Hosted by Singapore’s very own Masia One, along with UK MC Lady Leshurr, the festival also saw local break dancing crew Radikal Forze in action and featured live graffiti by local and international artists. The organiser is events company Propaganda which prides itself on their diverse talents and expertise, giving them an uncharacteristic edge forming a strong company with a unique perspective. The man behind who made sure the event played smoothly to the beat, is director Andre Chalson.
Music Weekly: Congratulations on staging Big Wig Festival two weekends ago. Your company Propaganda organized the event, and we’re wondering: how did things start with the company, and how did it come about?
Propaganda is a creative events agency focused on branded events, experiential marketing, and creating unique experiences. The company was incorporated last year in Singapore.
The hardest part of any business is getting started. I think it is important to have a clear idea of the direction you are headed, and so I spent two to three months working on our business model prior to setting up the company. I have been involved in organising events since 2005. I started off doing events on a freelance basis and eventually, as more events came through the door, it made more sense to have a company represent what I was doing.
Personally, did you have any musical endeavours like playing and/or performing your own music, or were you always a behind-the-scenes kind of guy?
I have always been a behind-the-scenes kind of guy, despite the impression I give to people. Even with my involvement in bars and nightclubs over the years, I was always the guy in the back office or behind the counter, trying to make sure that everything was going according to plan.
‘Big Wig’ is quite an interesting name for a festival! What’s the idea behind it?
The idea initially came about five years ago when I wanted to do something different from everything that was going on then. Something that not only represented “big names”, but also “big fun”. However, in hindsight, I don’t think Singapore was not ready for what I had in mind then.
When we embarked on putting together the Big Wig Festival four to five months ago, the only name that actually stood out and made sense was the name “Big Wig” despite all of our brainstorming efforts.
What would you say is the difference of Big Wig Festival to the other festivals coming to Singapore?
The difference would mainly be the music and acts, that we are focused on bringing to Singapore’s shores. We are also trying to bring the fun festival atmosphere to the local concert and festival scene, which I feel there is a lack of. Hence the colourful wigs.
How has the feedback been after your event? Are we expecting something new from you guys soon?

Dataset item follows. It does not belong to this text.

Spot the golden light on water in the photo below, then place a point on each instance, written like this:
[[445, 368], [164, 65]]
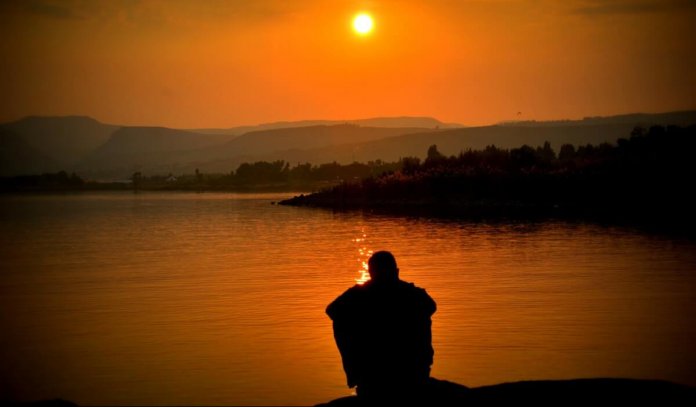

We have received extremely good feedback after the event. Despite the bad weather at the start of the event, we managed to get a good turnout and everyone had a good time.
Even with successful events, I think that there is always room for improvement. For example, we could have put more time into the planning process, and as a result, we have already started planning next year’s Big Wig Festival. We have already shortlisted some pretty big headliners for 2014.
Until then, we have projects that we are already working on, besides our branded events. Some of the projects include, a youth arts festival, an album launch, parties featuring some international acts, and quite possibly, a short film festival.